3. Ferocious foliage is a vintner's secret weapon.

The mustard flowers blooming between vineyard rows aren’t just for romance. Glucosinolates in plants like radishes and mustard give them their spicy bite, and through the wonders of organic chemistry, those glucosinolates also double as powerful pesticides. Winemakers use them to combat nematodes—tiny worms that can destroy grape crops.

4. Roses in a vineyard are the wine country equivalent to the canary in the coal mine. 

Vintners plant roses among their vines because the flowers get sick before anything else in the field. If there’s mildew in the air, it will infect the roses first and give a winemaker a heads-up that it’s time to spray.

5. Birds of prey help protect the grapes.

iStock/Natalia Van Doninck

Small birds like blackbirds and starlings can clear out 20 percent of a crop in no time. But you know what eats little birds? Big birds. Falconry programs are on the rise in vineyards from California to New Zealand. Researchers have found that raptors eat a bird or two a day (along with a proportion of field mice and other critters) and cost only about as much to maintain as your average house cat.

6. Small bugs become big problems in wine tasting rooms.

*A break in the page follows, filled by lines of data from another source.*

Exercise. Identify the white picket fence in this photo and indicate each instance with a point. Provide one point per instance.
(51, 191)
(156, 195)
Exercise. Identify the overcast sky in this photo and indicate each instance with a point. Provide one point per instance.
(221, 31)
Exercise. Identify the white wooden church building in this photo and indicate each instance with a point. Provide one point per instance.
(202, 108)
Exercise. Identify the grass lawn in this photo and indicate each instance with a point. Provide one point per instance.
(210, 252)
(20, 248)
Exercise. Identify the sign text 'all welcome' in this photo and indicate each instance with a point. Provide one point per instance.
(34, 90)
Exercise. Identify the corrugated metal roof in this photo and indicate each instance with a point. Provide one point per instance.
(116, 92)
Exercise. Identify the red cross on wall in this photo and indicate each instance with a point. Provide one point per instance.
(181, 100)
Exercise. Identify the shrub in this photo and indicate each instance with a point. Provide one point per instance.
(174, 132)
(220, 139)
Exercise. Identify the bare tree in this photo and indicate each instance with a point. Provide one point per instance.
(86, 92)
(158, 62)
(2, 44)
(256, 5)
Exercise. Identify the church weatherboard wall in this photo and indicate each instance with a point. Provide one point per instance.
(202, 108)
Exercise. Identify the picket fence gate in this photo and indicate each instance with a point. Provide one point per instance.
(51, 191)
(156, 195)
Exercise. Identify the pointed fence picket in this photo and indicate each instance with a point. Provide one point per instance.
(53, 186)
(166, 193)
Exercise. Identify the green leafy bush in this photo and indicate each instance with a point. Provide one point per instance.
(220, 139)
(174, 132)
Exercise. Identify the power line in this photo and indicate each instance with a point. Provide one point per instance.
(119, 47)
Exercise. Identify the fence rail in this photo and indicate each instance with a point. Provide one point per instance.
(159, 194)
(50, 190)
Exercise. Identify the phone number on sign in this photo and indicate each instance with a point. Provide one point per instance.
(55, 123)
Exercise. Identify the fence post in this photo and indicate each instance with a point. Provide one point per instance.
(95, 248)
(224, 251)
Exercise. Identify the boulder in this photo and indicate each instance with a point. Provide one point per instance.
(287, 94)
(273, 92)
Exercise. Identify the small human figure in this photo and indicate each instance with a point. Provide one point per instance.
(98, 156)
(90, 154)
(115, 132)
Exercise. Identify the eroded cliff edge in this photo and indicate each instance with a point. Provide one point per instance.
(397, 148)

Winemakers are constantly seeking ways to manage the swarms of Drosophila melanogaster that routinely gather around the dump buckets in their swanky showrooms. You know these pests as fruit flies, and some vintners in California are exploring ways to use carnivorous plants to tackle the problem without pesticides. Butterworts, sundews, and pitcher plants all have sweet-sounding names, but the bug-eating predators are fruit fly assassins, and you’ll see them decorating tasting rooms across wine country.

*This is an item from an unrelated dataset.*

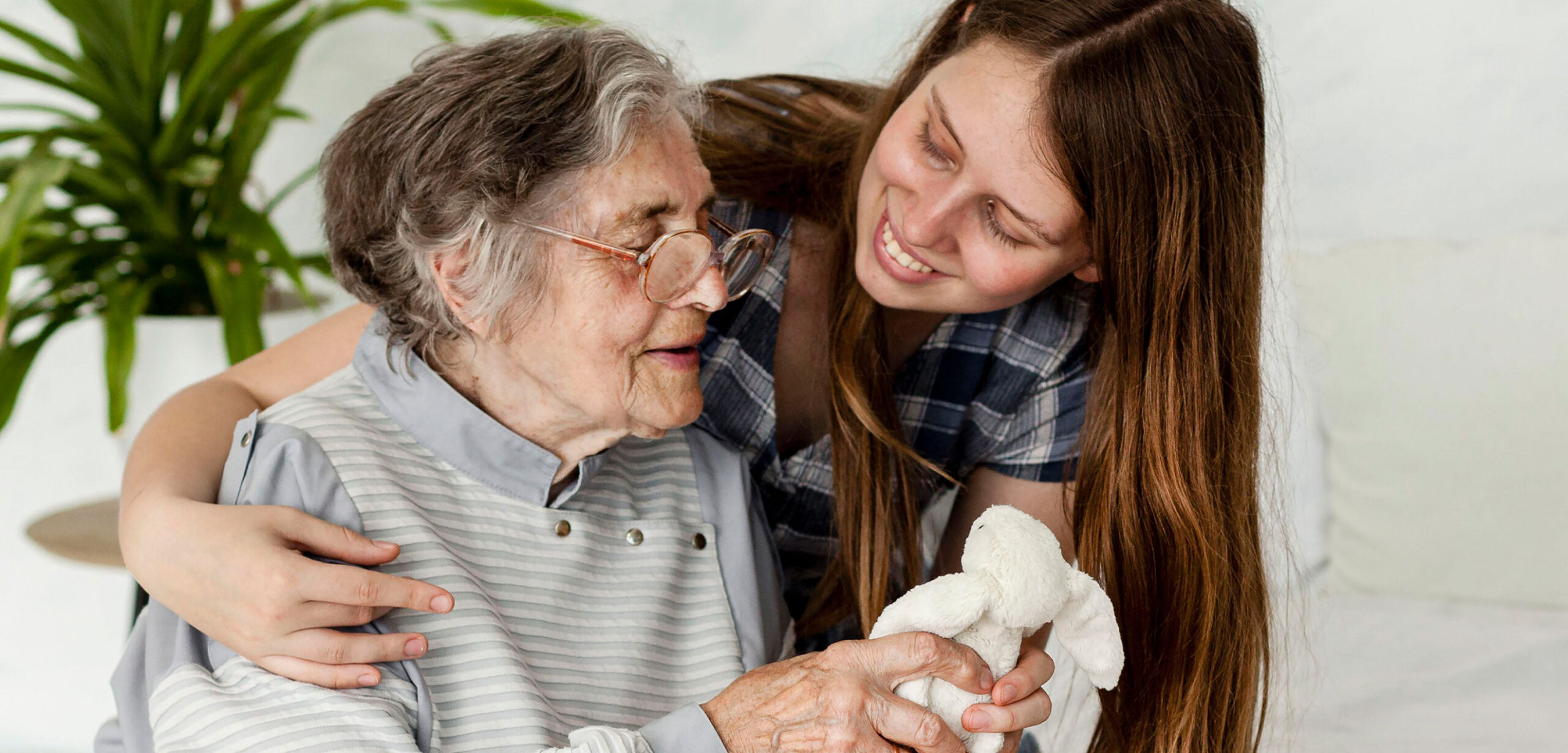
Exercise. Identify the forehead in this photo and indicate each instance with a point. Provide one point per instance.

7. Wine needs to be filtered. 

Winemaking produces hard-to-remove sediments. Filters can catch most of the debris, but winemakers must add “fining agents” to remove any suspended solids that sneak by. (Unwanted compounds in the wine bind with the fining agents so they can be filtered and removed.) Until it was banned in the 1990s, many European vintners used powdered ox blood to clean their wines. Today, they use diatomaceous earth (the fossilized remains of hard-shelled algae), Isinglass (a collagen made from fish swim bladders), and sometimes bentonite (volcanic clay). Irish moss and egg whites are also fine wine cleaners.

8. Wine is ever so slightly radioactive (that's a good thing).

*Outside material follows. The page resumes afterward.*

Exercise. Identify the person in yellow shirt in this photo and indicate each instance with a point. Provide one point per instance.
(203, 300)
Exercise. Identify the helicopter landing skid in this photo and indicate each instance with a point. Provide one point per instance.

About 5 percent of the premium wine sold for cellaring doesn’t contain what the label promises. So how do top-shelf buyers avoid plunking down serious cash on a bottle of something bunk? Most elite wine brokerages, auction houses, and collectors use atomic dating to detect fraud. By measuring trace radioactive carbon in the wine, most bottles can be dated to within a year or two of the vintage.

9. MRIs can determine the fine from the funk.

Even with atomic dating, there are certain perils involved in buying a $20,000 bottle of wine. Leaving a case in the hot trunk of your car is enough to ruin it, so imagine what can happen over a couple of decades if a wine isn’t kept in the proper conditions. Back in 2002, a chemistry professor at University of California at Davis patented a technique that uses MRI technology to diagnose the condition of vintage wines. This technique may soon be used at airport security, meaning you’ll be able to carry on your booze.

10. Wines can be aged instantly.

If you end up with a bottle of plonk, Chinese scientists have developed a handy solution. Zapping a young wine with electricity makes it taste like something you’ve cellar aged. Scientists aren’t quite sure how it happens yet, but it seems that running your wine for precisely three minutes through an electric field changes the esters, proteins, and aldehydes and can “age” a wine instantly.